I am trying to add values to a column based on a couple of conditions. Here is the code example:
Import pandas as pd
df1 = pd.DataFrame({'Type': ['A', 'A', 'A', 'A', 'B', 'B', 'C', 'C'], 'Val': [20, -10, 20, -10, 30, -20, 40, -30]})
df2 = pd.DataFrame({'Type': ['A', 'A', 'B', 'B', 'C', 'C'], 'Cat':['p', 'n', 'p', 'n','p', 'n'], 'Val': [30, -40, 20, -30, 10, -20]})
for index, _ in df1.iterrows():
if df1.loc[index,'Val'] >=0:
df1.loc[index,'Val'] = df1.loc[index,'Val'] + float(df2.loc[(df2['Type'] == df1.loc[index,'Type']) & (df2['Cat'] == 'p'), 'Val'])
else:
df1.loc[index,'Val'] = df1.loc[index,'Val'] + float(df2.loc[(df2['Type'] == df1.loc[index,'Type']) & (df2['Cat'] == 'n'), 'Val'])

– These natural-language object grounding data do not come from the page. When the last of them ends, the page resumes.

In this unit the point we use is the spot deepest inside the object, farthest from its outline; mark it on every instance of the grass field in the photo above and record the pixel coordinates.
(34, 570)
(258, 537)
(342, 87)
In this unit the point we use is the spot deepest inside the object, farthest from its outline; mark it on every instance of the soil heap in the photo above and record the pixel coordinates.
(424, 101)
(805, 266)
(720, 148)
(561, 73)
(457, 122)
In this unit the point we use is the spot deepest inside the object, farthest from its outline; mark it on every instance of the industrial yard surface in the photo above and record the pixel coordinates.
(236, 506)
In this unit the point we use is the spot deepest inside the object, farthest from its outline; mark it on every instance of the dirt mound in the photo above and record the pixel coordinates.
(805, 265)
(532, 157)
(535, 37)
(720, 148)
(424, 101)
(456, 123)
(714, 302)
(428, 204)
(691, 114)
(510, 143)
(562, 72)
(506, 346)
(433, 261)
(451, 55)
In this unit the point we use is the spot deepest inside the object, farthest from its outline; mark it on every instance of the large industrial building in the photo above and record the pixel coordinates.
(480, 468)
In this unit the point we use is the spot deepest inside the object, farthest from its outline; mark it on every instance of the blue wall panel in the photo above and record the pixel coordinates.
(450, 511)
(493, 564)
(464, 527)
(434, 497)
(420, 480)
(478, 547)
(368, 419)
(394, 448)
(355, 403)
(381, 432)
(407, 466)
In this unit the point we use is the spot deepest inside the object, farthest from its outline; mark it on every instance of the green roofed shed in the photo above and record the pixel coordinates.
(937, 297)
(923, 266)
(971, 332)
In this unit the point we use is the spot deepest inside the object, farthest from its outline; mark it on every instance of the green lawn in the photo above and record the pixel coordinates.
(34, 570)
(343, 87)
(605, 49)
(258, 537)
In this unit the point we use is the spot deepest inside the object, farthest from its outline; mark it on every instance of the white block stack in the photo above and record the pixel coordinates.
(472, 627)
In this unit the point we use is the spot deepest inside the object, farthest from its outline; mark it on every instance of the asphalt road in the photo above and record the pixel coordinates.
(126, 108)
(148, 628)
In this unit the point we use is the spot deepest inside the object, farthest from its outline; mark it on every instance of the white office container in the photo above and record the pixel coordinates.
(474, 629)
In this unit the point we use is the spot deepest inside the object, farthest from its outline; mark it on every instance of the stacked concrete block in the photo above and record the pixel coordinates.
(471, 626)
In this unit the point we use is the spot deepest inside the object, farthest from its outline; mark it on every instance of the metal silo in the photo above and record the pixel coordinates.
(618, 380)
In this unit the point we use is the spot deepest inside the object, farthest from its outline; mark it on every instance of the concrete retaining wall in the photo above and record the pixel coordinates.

For each value in the 'Val' column of df1, I want to add values from df2, based on the type and whether the original value was positive or negative.
The expected output for this example would be alternate 50 and -50 in df1. The above code does the job, but is too slow to be usable for a large data set. Is there a better way to do this?